Of course Merkel, who's seeking a fourth term on September 24, is also no friend of Donald Trump. And while recognizing the need for some relationship with the American leader, she "will see issue by issue where we can cooperate and where we have different opinions, but it's in Germany's interest to strengthen the common ground there is."

In a joint news conference with France's president, Francois Hollande, Merkel elaborated, "We see that global conditions are changing dramatically and quickly, and we must respond to these new challenges, both in terms of defending a free society and defending free trade, as well as in terms of the economic challenges." Merkel is clearly walking a delicate line between extremes in her own nation.

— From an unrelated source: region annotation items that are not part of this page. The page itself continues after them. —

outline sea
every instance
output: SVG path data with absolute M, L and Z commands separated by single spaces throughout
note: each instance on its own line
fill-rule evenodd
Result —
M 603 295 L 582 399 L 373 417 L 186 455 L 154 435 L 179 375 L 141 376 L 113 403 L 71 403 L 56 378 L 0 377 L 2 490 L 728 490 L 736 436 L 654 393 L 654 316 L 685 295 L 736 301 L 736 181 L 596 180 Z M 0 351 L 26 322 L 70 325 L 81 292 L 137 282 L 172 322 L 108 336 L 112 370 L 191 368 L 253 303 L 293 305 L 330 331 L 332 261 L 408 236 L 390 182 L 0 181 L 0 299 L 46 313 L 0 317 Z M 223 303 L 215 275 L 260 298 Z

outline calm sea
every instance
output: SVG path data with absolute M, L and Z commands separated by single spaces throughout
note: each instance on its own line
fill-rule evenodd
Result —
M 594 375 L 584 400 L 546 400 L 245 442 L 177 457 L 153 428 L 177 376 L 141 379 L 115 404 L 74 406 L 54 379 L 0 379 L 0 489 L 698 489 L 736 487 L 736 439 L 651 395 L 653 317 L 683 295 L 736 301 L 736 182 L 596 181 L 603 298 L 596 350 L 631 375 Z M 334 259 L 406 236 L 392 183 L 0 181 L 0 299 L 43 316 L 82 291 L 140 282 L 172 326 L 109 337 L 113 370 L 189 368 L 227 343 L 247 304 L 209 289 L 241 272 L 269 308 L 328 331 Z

The first election to test the Trump effect in Europe comes five weeks from now in the Netherlands, which will choose a new parliament and ruling prime minister.

Here, a Trump clone is generating quite a lot of interest. Geert Wilders and his Freedom Party have promised to pull their nation out of the EU. Wilders promises a "Patriotic Spring." Should he become the next prime minister, all that could restrain his anti-Islam sympathies and preserve a united Europe is the fact that 28 political parties are on the ballot, and any prime minister will need to assemble a coalition of as many as four or five parties to rule.

Le Pen faces a similar problem in France. Even if Marine Le Pen should manage the unthinkable and pull out an election victory in the final round of the presidential election on May 7, the French will still go back to the ballot boxes a month later to vote for the parliament. Le Pen's National Front party has never managed more than 35 seats (out of 573 -- in 1986), and currently holds just two seats out of 577. Such a showing makes it most unlikely that Le Pen would be able to push through much of her 144-point agenda.

Above all, it must be remembered, that the French, like much of Europe, have long seen themselves in starkly different terms from those of a Trump-tinged America. While many French people don't especially like foreigners and -- since their own terrorist attacks from radical Islam -- are in some fear of importing terror, they also still consider themselves bastions of freedom and human rights. Closing all frontiers and barring the desperate and needy is anathema to broad swaths of the French electorate. Moreover, the French are hardly inclined to make their own vast domestic Muslim population feel even more disenfranchised and receptive to attacks on their Christian neighbors.

In these respects, France is not alone. In Germany, Angela Merkel, who had to deal with the Christmas terrorist truck assault in Berlin, has her own cross to bear in the wake of her decision to admit 890,000 refugees in 2015, though that number dropped to 280,000 last year.

Still, her humanitarian decision to continue accepting victims of Middle East violence has been reinforced by what's being regarded as a 1930s-style approach to such issues by Trumpworld in America.

"It often seemed as though Donald Trump could no longer outdo himself when it came to demonstrating his lunacy," the German magazine Der Spiegel suggested in its issue with a cover of Donald Trump holding aloft the head of Lady Liberty dripping with blood in his right hand, and a meat cleaver in his left, with the caption, "America First." But, the magazine added, the travel ban "is more dangerous than any other action he has taken since his inauguration."

So, Trump's actions are being monitored closely across the Atlantic. Ironically, the more intense the madness, the broader the backlash, and the more likely that Europe could return to a much-needed path of sanity.

David A. Andelman, editor emeritus of World Policy Journal and member of the board of contributors of USA Today, is the author of A Shattered Peace: Versailles 1919 and the Price We Pay Today. The views expressed in this commentary are his own.